Any information and/or other insights would be greatly appreciated.

Thanks in advance.

Re: MS-COFF Format (*.lib)

Posted: Thu Jul 29, 2010 1:01 am
by Combuster
Did you have a look at the official specification yet? If so, what things are unclear about it?
http://www.microsoft.com/whdc/system/pl ... ecoff.mspx

Re: MS-COFF Format (*.lib)

Posted: Thu Jul 29, 2010 5:45 am
by revel8n
The main parts of the specification were not clear at the original time of reading that the placement of the IMAGE_FILE_HEADER and IMPORT_OBJECT_HEADER were "overlapped", the Machine corresponding to Sig1, the NumberOfSections corresponding to Sig2. i am guessing and have somewhat confirmed from a few sources that the distinction of these two structures is controlled by the values set in these two values. i wasn't sure if that was the only way to know which was which.

Even more so, those two structures are not the only ones that can appear there it seems. i later found that Link-Time Code Generation based library files also contain what appears to be an ANON_OBJECT_HEADER, which has the same Sig1 and Sig2 behavior as IMPORT_OBJECT_HEADER, but a different layout after that. The header file mentions the Version of the ANON_ structure being greater than or equal 1 specifies whether or not the CLSID value is present, but there is no reference as to the other values of this structure, whether or not it is valid to use the Version to differentiate between IMPORT_ and ANON_ header structures, whether the IMPORT_ structure can have a non-zero version number, and so on.

The documentation did not even mention the ANON_OBJECT_HEADER, i only guessed that this was the structure by comparing structure variables and structure sizes manually in a hex editor. It very well could be that i have chosen the wrong structure here or that there could be other possibles since the documentation does not even list the possible presence of the other. It appears after further manual investigation that if the ANON_OBJECT_HEADER is present, assuming i have detected the correct way to determine this, that then a "normal" IMAGE_FILE_HEADER appears, but the information after that appears to contain the LTCG specific IL data rather than true raw data as is present in normal coff data.

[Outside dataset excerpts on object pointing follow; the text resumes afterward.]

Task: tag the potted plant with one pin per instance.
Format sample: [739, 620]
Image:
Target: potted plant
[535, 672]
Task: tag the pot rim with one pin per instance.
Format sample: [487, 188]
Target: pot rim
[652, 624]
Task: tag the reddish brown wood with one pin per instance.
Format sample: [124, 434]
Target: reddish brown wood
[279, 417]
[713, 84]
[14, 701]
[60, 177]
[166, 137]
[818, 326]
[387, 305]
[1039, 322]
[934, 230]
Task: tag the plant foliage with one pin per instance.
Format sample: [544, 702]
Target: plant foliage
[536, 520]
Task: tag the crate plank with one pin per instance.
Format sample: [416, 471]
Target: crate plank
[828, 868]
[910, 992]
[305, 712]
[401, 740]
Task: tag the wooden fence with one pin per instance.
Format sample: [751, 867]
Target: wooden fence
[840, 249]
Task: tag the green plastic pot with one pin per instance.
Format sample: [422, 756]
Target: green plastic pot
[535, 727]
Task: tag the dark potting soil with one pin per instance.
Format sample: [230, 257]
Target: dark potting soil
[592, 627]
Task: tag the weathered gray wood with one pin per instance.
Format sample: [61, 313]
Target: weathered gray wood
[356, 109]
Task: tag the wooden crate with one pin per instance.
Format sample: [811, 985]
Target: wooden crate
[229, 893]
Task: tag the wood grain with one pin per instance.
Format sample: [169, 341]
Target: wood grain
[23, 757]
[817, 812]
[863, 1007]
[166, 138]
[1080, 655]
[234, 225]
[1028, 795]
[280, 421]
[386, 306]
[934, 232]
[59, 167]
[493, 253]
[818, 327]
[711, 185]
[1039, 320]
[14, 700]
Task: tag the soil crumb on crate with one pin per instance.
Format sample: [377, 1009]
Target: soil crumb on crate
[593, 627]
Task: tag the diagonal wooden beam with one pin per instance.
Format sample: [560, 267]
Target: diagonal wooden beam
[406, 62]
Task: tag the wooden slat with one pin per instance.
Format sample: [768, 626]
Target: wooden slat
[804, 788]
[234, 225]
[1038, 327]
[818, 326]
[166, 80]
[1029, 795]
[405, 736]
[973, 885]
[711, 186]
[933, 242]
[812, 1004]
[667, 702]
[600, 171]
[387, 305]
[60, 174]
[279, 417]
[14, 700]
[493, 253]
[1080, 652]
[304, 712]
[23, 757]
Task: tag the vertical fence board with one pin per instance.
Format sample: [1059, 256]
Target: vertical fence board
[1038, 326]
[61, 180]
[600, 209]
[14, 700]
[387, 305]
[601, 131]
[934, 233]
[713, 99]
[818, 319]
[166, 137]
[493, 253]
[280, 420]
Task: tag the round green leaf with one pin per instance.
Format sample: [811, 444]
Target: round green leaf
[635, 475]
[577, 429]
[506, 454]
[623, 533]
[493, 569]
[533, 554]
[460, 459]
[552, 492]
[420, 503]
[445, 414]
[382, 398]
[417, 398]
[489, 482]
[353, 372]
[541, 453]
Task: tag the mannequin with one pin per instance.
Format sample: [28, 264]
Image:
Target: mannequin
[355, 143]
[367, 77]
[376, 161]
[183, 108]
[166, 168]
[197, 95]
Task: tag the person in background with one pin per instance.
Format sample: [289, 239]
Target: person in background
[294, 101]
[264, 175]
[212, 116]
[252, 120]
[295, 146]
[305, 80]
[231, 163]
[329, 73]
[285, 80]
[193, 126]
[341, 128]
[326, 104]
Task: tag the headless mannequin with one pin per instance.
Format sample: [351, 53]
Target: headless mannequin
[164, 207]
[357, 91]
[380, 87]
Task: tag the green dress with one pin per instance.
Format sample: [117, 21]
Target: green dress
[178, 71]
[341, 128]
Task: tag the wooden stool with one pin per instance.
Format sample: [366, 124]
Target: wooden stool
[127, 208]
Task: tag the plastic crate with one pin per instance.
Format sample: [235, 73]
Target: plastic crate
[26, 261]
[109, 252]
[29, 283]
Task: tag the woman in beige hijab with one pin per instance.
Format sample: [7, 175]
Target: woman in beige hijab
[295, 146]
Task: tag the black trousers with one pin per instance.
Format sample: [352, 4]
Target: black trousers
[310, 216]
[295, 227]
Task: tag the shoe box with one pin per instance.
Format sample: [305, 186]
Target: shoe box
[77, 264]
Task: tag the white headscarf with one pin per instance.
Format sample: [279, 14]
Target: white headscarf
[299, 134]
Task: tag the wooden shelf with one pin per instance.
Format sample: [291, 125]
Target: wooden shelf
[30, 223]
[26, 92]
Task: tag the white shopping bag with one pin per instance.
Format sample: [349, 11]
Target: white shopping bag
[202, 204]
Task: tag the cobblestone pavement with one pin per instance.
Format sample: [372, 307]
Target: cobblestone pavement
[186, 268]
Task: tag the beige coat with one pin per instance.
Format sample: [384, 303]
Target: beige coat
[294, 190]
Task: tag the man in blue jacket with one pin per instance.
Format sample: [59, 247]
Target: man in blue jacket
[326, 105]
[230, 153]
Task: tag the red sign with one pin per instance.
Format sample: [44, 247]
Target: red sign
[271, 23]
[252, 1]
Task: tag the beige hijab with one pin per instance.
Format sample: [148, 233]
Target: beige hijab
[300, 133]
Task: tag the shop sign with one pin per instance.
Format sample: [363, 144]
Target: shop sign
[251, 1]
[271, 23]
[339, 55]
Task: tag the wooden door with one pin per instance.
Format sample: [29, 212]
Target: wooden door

So ultimately, assuming all my assumptions are correct i suppose i can tell when these structures occur now. It appears i will not be able to directly use much if any information directly from the LTCG versions of the files as i have no references on the interpretation of the data in this information. i was mainly wondering if this was already know information, with more complete references present, or if there was another source of more relevant findings that would specify whether i have come across the correct way to parse the data. It seems to "work" but is it the correct way, or are there other possible interpretations i have not come across yet?

Now i just need to work through the information i have already found, and hope there are no deviations from that, until i can find/confirm more information.